State seeks high-court review.

Arizona Daily Star

Arizona Attorney General Mark Brnovich is getting no help from the Trump administration in his last-ditch bid to deny driver’s licenses to “dreamers.”

In fact, the Department of Justice is urging the U.S. Supreme Court to reject his plea. Instead, Noel Francisco, the federal solicitor general, is telling the justices that they should let stand a ruling by the 9th U.S. Circuit Court of Appeals that voided the Arizona policy. He said there is reason to believe that the appellate court reached the correct conclusion based on the evidence before it — and that Arizona is legally wrong.

The legal merits of the case aside, Francisco said that Arizona appears to be the only state in the country that has decided those in the Deferred Action for Childhood Arrivals program are not entitled to licenses. Given that, he said there is no reason for the nation’s high court to step in.

Anyway, Francisco said, Trump already has announced he will be rescinding the 2012 policy established by his predecessor that allows those who arrived in this country illegally as children to both remain without fear of deportation and gives them Employment Authorization Documents allowing them to work legally while they are here. If DACA goes away, he said, the number of Arizona dreamers eventually will dwindle to nothing.

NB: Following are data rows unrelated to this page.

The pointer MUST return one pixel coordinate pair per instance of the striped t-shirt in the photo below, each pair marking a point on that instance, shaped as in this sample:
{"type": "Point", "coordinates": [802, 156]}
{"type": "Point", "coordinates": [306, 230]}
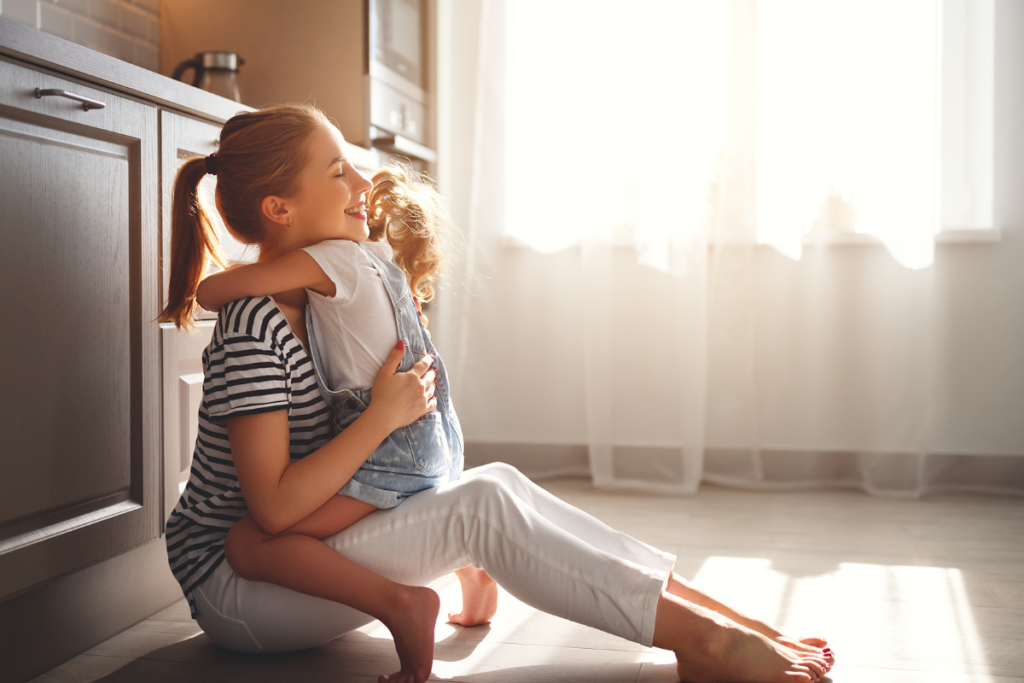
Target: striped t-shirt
{"type": "Point", "coordinates": [254, 364]}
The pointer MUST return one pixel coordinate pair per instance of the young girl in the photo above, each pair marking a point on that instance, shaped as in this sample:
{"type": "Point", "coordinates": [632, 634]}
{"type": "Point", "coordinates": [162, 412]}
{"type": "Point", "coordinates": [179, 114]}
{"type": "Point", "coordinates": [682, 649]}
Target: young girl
{"type": "Point", "coordinates": [359, 307]}
{"type": "Point", "coordinates": [363, 306]}
{"type": "Point", "coordinates": [266, 466]}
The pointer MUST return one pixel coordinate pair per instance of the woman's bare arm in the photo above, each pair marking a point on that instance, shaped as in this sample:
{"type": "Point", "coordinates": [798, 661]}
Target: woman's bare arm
{"type": "Point", "coordinates": [296, 269]}
{"type": "Point", "coordinates": [281, 493]}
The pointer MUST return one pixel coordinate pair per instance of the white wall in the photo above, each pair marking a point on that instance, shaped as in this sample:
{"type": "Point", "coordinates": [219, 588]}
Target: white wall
{"type": "Point", "coordinates": [127, 30]}
{"type": "Point", "coordinates": [521, 382]}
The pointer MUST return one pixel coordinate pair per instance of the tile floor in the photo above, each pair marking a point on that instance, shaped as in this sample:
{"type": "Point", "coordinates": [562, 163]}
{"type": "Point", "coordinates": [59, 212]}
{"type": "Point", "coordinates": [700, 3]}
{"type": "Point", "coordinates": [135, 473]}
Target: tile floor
{"type": "Point", "coordinates": [909, 591]}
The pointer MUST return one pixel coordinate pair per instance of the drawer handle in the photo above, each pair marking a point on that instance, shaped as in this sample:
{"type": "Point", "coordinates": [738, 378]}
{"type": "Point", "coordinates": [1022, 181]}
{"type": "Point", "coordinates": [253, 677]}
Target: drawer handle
{"type": "Point", "coordinates": [87, 102]}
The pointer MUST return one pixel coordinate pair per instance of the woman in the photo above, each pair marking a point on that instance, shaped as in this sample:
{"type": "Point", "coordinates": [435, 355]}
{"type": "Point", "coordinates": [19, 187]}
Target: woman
{"type": "Point", "coordinates": [265, 457]}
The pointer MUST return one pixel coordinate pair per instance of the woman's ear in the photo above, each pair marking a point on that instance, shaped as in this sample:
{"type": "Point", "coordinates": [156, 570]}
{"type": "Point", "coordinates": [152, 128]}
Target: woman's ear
{"type": "Point", "coordinates": [276, 210]}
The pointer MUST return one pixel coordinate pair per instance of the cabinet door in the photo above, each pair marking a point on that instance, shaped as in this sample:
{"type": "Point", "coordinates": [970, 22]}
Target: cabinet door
{"type": "Point", "coordinates": [79, 409]}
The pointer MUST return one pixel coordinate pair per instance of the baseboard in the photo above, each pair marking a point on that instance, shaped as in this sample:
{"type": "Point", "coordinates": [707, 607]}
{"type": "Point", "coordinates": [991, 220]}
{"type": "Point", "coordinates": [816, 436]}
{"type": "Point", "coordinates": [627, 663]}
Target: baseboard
{"type": "Point", "coordinates": [48, 626]}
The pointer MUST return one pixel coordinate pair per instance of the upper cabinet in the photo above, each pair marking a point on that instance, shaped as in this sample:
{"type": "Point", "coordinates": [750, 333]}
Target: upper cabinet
{"type": "Point", "coordinates": [368, 63]}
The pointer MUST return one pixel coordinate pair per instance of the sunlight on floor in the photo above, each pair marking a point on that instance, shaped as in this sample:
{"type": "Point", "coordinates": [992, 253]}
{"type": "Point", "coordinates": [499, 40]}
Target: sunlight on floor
{"type": "Point", "coordinates": [848, 602]}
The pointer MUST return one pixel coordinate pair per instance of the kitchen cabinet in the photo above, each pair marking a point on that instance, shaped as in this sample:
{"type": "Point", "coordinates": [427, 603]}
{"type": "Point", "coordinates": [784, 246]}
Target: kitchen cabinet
{"type": "Point", "coordinates": [80, 412]}
{"type": "Point", "coordinates": [98, 401]}
{"type": "Point", "coordinates": [82, 491]}
{"type": "Point", "coordinates": [320, 51]}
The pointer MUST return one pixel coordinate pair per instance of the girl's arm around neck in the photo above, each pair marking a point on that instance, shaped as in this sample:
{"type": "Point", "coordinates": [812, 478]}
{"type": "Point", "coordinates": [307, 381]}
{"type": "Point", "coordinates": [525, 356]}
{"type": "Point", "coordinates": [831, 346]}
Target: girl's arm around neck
{"type": "Point", "coordinates": [293, 270]}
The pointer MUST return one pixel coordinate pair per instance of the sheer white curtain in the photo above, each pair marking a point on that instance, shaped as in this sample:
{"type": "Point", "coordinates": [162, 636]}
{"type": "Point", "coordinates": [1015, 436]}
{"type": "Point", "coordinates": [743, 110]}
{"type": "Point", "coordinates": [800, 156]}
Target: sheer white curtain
{"type": "Point", "coordinates": [665, 139]}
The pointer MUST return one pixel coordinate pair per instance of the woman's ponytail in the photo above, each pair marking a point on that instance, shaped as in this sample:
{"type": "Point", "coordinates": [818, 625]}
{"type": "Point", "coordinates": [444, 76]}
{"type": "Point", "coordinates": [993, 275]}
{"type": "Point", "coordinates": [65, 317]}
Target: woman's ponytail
{"type": "Point", "coordinates": [194, 241]}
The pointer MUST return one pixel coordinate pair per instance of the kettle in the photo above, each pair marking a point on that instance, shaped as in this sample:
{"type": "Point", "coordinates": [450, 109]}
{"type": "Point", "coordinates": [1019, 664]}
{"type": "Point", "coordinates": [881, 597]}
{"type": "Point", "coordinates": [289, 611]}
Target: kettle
{"type": "Point", "coordinates": [215, 72]}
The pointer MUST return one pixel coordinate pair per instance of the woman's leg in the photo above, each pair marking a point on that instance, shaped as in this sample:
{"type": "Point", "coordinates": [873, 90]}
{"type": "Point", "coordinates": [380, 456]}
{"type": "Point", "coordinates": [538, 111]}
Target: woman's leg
{"type": "Point", "coordinates": [299, 560]}
{"type": "Point", "coordinates": [600, 536]}
{"type": "Point", "coordinates": [479, 520]}
{"type": "Point", "coordinates": [576, 521]}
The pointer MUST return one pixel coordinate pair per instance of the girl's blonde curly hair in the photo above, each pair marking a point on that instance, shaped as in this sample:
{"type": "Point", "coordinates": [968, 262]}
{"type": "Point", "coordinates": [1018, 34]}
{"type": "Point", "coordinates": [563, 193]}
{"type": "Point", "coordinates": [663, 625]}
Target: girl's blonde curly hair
{"type": "Point", "coordinates": [404, 209]}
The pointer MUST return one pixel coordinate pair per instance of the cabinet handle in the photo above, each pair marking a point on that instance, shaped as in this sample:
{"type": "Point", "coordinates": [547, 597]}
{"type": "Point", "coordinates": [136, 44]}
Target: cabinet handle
{"type": "Point", "coordinates": [87, 102]}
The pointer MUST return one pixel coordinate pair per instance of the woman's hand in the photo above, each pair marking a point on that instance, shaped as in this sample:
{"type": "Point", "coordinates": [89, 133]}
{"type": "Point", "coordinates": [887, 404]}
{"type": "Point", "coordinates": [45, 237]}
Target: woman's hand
{"type": "Point", "coordinates": [401, 398]}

Francisco acknowledged the president’s decision to kill the program is being challenged. But he told the justices that there is no reason for them to even consider whether the Arizona policy is legal until they decide whether to hear that other case.

The Arizona case traces its roots back to an executive order issued in 2012 by then-Gov. Jan Brewer as DACA was being implemented telling the state Department of Transportation not to issue licenses to those accepted into the program by the U.S. Department of Homeland Security.

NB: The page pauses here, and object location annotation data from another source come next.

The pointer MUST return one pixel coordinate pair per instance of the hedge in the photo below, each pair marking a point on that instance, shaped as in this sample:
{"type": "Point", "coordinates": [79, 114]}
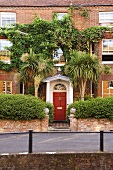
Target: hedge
{"type": "Point", "coordinates": [21, 107]}
{"type": "Point", "coordinates": [97, 108]}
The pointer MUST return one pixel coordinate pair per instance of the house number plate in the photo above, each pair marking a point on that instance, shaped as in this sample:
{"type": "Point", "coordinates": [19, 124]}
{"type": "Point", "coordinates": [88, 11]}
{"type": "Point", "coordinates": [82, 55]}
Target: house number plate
{"type": "Point", "coordinates": [59, 107]}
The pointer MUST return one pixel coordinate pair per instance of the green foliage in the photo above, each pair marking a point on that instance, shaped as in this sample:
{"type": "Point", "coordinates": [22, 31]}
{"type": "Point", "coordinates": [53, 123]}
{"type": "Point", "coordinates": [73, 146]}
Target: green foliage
{"type": "Point", "coordinates": [51, 111]}
{"type": "Point", "coordinates": [97, 108]}
{"type": "Point", "coordinates": [46, 36]}
{"type": "Point", "coordinates": [21, 107]}
{"type": "Point", "coordinates": [6, 67]}
{"type": "Point", "coordinates": [107, 69]}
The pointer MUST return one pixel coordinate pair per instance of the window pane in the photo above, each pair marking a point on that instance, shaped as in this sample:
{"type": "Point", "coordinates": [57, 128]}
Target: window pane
{"type": "Point", "coordinates": [61, 15]}
{"type": "Point", "coordinates": [105, 45]}
{"type": "Point", "coordinates": [106, 17]}
{"type": "Point", "coordinates": [7, 19]}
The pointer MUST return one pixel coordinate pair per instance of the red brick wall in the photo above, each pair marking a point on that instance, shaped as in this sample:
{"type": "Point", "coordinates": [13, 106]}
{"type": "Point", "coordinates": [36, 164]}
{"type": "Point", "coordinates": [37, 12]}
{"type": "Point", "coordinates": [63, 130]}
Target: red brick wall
{"type": "Point", "coordinates": [10, 76]}
{"type": "Point", "coordinates": [27, 14]}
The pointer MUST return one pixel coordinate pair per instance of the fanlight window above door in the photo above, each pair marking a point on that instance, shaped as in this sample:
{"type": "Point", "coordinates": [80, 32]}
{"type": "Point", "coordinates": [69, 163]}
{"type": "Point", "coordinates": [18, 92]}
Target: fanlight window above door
{"type": "Point", "coordinates": [59, 87]}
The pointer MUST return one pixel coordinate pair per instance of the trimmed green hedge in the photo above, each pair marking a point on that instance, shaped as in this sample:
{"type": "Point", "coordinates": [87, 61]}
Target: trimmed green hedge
{"type": "Point", "coordinates": [21, 107]}
{"type": "Point", "coordinates": [97, 108]}
{"type": "Point", "coordinates": [51, 111]}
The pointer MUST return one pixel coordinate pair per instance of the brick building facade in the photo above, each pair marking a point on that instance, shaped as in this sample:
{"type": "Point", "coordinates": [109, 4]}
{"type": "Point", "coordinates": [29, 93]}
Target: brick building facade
{"type": "Point", "coordinates": [99, 13]}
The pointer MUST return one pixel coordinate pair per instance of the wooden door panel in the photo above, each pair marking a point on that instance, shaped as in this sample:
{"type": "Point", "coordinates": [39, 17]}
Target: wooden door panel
{"type": "Point", "coordinates": [59, 101]}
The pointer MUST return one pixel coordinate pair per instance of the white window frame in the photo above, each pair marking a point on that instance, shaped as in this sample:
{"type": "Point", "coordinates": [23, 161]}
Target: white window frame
{"type": "Point", "coordinates": [60, 53]}
{"type": "Point", "coordinates": [106, 18]}
{"type": "Point", "coordinates": [5, 84]}
{"type": "Point", "coordinates": [60, 15]}
{"type": "Point", "coordinates": [8, 15]}
{"type": "Point", "coordinates": [107, 52]}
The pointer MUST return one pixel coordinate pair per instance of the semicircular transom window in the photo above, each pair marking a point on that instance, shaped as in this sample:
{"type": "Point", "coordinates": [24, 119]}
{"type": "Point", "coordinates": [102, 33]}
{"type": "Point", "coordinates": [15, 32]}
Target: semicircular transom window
{"type": "Point", "coordinates": [59, 87]}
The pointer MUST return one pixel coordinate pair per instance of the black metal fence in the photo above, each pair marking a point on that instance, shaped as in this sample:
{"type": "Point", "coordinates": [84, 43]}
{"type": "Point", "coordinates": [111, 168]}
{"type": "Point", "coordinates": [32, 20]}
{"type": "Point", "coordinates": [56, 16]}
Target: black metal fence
{"type": "Point", "coordinates": [30, 138]}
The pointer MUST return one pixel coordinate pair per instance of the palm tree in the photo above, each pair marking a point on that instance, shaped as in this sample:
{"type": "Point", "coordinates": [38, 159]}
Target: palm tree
{"type": "Point", "coordinates": [34, 69]}
{"type": "Point", "coordinates": [81, 68]}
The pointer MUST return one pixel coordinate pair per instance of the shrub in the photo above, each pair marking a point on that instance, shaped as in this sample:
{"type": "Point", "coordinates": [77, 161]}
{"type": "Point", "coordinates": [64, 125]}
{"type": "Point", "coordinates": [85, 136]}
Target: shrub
{"type": "Point", "coordinates": [97, 108]}
{"type": "Point", "coordinates": [21, 107]}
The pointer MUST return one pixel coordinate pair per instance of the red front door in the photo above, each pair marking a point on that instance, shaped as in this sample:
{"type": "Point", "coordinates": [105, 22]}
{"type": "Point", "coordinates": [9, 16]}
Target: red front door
{"type": "Point", "coordinates": [59, 101]}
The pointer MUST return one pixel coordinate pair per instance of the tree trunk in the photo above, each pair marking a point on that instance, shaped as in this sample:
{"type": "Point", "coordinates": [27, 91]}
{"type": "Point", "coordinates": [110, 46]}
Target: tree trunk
{"type": "Point", "coordinates": [82, 89]}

Brewer cited a 1996 state law that says licenses are available only to those whose presence in this country is “authorized by federal law.”

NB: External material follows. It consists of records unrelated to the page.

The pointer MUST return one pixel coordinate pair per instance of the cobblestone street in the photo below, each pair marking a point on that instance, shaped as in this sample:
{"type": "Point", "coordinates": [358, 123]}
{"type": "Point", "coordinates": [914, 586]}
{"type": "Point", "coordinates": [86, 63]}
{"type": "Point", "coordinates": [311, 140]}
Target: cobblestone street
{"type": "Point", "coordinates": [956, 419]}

She argued that Congress had not approved DACA, meaning the federal agency had no legal authority to let those in the program remain or work. And what that meant, Brewer said, is they were not “authorized” to be here.

That argument failed to convince federal appellate judges who said Arizona cannot decide for itself who is legally entitled to be in this country.

In seeking Supreme Court review, Brnovich is arguing that neither Brewer, in issuing the executive order, nor successor Doug Ducey in trying to enforce it, is doing anything wrong.

He pointed out that in creating DACA, Homeland Security conceded that it “confers no substantive right, immigration status or pathway to citizenship.” And Brnovich noted that the Office of Legal Counsel within the Department of Justice has said in its own writing that DACA “does not establish any enforceable legal right to remain in the United States — and it may be revoked by immigration authorities at their discretion.”

Beyond that, Brnovich contends that Obama exceeded his authority in establishing the DACA program in the first place.

But Francisco, in his agency’s brief to the Supreme Court said none of that provides a reason for them to intercede or disturb the 9th Circuit ruling.

He said the state never raised the issue of the validity of DACA when the case first went to a trial judge in Phoenix. And the appellate judges, noting that fact, said the issue was not properly before them.

Francisco told the justices that it would be improper for them, as the ultimate appellate court, to be the first to consider that argument when it had never been considered by lower courts.

Francisco also said even Brnovich acknowledges the federal government has authority over immigration and the state cannot intrude on the exclusive right of the federal government to classify different kinds of noncitizens. He said that backs up the conclusion of the appellate court that found the state regulation on licenses for DACA recipients was pre-empted because the state had created its own classification, giving licenses to some with Employment Authorization Documents but not to others.

More to the point, Francisco said even if the conclusion by the 9th Circuit is incorrect, there is no reason for the Supreme Court to intercede because “it does not conflict with any decision of this court or another court of appeals.”